Por Pablo Kaplún Hirsz
Hay gente que con solo abrir la boca
llega hasta todos los límites del alma,
alimenta una flor, inventa sueños,
hace cantar el vino en las tinajas
y se queda después, como si nada.
Así fue Benito Moreno, el hombre que hizo de la enseñanza una aventura y de la ciencia un canto a la vida. No había distancias para él, ni límites para el conocimiento. En cada Centro de Ciencia, en cada aula, en cada sendero convertido en laboratorio, su voz entonaba esa melodiosa bienvenida: «Bienvenidos todos, ¿cómo están?…». Y con esa calidez comenzaba un viaje que muchos aún recuerdan con asombro y gratitud.
Benito nació en La Mucuy Baja, Mérida, y desde allí emprendió un camino sin retorno por los caminos de la educación, la ciencia y la vocación ambientalista. Con una maleta pequeña y una mochila cargada de historias, recorrió el país sembrando conocimiento y recogiendo amistades. Fue maestro, investigador, creador de los Centros de Ciencia, Tecnología y Educación Ambiental (CCTEA), pero, sobre todo, fue un ser humano excepcional que enseñaba con alegría y ética.

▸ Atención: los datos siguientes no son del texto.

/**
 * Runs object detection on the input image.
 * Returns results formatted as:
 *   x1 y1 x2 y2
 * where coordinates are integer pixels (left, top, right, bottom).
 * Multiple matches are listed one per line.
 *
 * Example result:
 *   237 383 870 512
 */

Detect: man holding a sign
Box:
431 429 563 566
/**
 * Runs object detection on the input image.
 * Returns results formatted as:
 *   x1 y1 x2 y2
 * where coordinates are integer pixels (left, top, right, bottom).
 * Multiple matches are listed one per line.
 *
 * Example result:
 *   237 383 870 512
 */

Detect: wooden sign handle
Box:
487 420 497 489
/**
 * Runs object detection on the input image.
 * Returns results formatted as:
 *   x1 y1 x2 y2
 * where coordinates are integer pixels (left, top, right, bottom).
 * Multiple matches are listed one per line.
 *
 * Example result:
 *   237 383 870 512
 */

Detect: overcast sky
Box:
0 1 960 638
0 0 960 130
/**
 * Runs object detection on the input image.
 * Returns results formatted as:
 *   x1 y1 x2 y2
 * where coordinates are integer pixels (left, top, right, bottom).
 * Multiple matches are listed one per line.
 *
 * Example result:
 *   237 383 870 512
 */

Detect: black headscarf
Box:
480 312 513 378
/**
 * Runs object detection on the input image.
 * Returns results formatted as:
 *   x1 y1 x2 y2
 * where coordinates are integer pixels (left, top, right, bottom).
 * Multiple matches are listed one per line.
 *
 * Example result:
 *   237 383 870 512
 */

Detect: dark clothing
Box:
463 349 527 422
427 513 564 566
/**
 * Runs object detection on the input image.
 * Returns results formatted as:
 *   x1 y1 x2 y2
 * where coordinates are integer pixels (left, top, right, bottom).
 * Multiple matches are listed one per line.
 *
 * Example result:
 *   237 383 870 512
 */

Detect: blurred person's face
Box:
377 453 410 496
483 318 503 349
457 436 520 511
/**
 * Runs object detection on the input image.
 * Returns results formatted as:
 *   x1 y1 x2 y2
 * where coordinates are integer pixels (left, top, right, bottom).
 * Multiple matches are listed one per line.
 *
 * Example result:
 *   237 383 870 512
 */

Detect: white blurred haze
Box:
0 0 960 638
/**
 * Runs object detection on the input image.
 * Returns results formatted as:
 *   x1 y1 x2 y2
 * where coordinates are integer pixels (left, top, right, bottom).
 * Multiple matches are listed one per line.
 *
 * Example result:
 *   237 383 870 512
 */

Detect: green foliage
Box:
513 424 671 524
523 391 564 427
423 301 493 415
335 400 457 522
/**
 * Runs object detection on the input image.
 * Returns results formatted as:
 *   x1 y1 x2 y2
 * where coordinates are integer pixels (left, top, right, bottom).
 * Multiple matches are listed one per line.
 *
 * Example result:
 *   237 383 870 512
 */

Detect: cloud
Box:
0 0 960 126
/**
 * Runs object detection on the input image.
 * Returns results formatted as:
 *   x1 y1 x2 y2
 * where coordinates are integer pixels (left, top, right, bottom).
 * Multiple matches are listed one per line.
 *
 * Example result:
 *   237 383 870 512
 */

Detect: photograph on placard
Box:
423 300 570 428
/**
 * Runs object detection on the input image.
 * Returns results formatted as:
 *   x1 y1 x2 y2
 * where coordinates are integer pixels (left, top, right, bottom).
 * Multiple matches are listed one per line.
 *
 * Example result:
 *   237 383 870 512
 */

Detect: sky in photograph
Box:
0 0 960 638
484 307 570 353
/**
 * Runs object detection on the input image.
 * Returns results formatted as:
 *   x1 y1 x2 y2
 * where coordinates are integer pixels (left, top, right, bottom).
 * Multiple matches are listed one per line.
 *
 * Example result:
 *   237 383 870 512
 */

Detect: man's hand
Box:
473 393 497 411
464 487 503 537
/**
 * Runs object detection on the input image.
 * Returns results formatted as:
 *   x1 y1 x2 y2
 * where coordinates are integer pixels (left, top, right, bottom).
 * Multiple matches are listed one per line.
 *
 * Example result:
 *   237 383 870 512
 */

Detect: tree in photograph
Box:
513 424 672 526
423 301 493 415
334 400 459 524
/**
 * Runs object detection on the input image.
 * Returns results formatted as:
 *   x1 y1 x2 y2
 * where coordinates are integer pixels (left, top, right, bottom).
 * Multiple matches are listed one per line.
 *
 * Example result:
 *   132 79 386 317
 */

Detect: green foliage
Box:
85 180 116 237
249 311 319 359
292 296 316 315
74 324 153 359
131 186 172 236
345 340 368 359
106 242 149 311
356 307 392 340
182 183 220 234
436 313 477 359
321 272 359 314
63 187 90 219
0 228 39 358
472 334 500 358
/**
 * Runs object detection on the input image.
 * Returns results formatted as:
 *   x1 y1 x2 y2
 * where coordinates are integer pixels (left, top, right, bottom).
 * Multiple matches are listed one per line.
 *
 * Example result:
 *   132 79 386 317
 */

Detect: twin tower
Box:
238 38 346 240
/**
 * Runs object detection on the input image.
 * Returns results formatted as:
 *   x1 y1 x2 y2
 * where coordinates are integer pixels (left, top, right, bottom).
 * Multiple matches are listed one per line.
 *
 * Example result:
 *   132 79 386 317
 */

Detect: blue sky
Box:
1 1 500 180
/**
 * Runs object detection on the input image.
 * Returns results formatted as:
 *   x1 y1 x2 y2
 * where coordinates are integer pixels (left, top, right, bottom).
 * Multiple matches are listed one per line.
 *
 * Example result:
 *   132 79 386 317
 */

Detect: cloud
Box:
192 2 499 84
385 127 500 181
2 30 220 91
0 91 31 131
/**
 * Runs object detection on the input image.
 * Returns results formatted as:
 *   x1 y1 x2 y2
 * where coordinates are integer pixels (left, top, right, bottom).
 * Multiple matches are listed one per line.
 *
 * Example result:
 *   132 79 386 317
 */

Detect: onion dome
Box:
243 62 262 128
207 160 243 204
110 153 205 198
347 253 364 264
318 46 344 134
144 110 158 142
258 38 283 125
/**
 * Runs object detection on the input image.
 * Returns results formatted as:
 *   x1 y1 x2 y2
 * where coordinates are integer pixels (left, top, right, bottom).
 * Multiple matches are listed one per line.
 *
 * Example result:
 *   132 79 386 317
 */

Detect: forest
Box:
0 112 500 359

Sus alumnos –de todos una de sus más fieles es mi amiga Neida Maldonado de Newman- lo recuerdan como el mago de la curiosidad, el maestro que hacía de una hoja caída una lección de ecología, de una piedra un portal a la historia del planeta, del agua un espejo de nuestra responsabilidad con la naturaleza. Benito era el científico-educador que no necesitaba grandes laboratorios, porque entendía que el mejor estaba bajo el cielo, en la tierra húmeda, en los ríos, en las montañas.
El maestro y su huella imborrable
En Táchira, San Carlos de Cojedes, Barquisimeto, Mérida, y hasta en Francia, Benito dejó su impronta. Cofundó el Liceo Armando González Puccini, dirigió escuelas y colegios, y tras su jubilación, lejos de descansar, continuó recorriendo centros educativos, inspirando a generaciones enteras. Su nombre quedó grabado en múltiples CCTEA, en el recuerdo de cientos de jóvenes que alguna vez fueron “sus chamos” y hoy llevan su enseñanza por el mundo.
Fue un hombre de disciplina amable y rigor feliz. Al sonar la diana en los encuentros de centros de ciencia, él ya estaba en el patio central, listo para empezar. Acompañaba cada charla con chistes, relatos y poesías, porque entendía que aprender debía ser, ante todo, una experiencia de gozo. Se aprendía los versos de un vistazo y los recitaba con una memoria envidiable, porque en su mente la poesía tenía tanto espacio como la ciencia.
Un adiós entre estrellas
Este 21 de marzo, Benito habría cumplido 100 años. Hoy su ausencia duele, pero su presencia sigue intacta en cada persona que tuvo el privilegio de escucharlo, de aprender con él, de compartir su entusiasmo.
“Si robas, que sea un beso, Si pierdes, que sea el miedo. Si lloras, que sea de alegría Y si vas a contar con alguien, que sea conmigo”.
Benito nos deja la lección más valiosa: la vida es un viaje de aprendizajes constantes, de amor por la naturaleza, de compromiso con la educación. Nos enseñó que la ciencia y la poesía pueden ir de la mano, que los valores no se predican, se practican, y que un buen maestro es aquel que, aun en su ausencia, sigue iluminando el camino de sus alumnos.
Fue un ecologista tan ejemplar que hasta la fecha de cumpleaños tenía especial sentido.
Su fecha, el 21 de marzo, es la víspera del Día Mundial del Agua, fecha que, este año fue, exactamente en el centenario de Benito, recordada con un muy buen evento que organizó el Centro de Investigación del Agua y el Territorio (CIDIAT), insigne institución merideña, adscrita a la Universidad de los Andes (ULA).
Hoy, Benito Moreno se ha ido a la estrella que siempre dijo que lo esperaría. Pero en la memoria de quienes lo conocieron, su voz sigue sonando: «Bienvenidos todos, ¿cómo están?». Y nosotros, maestro, seguimos aquí, tratando de honrar su legado.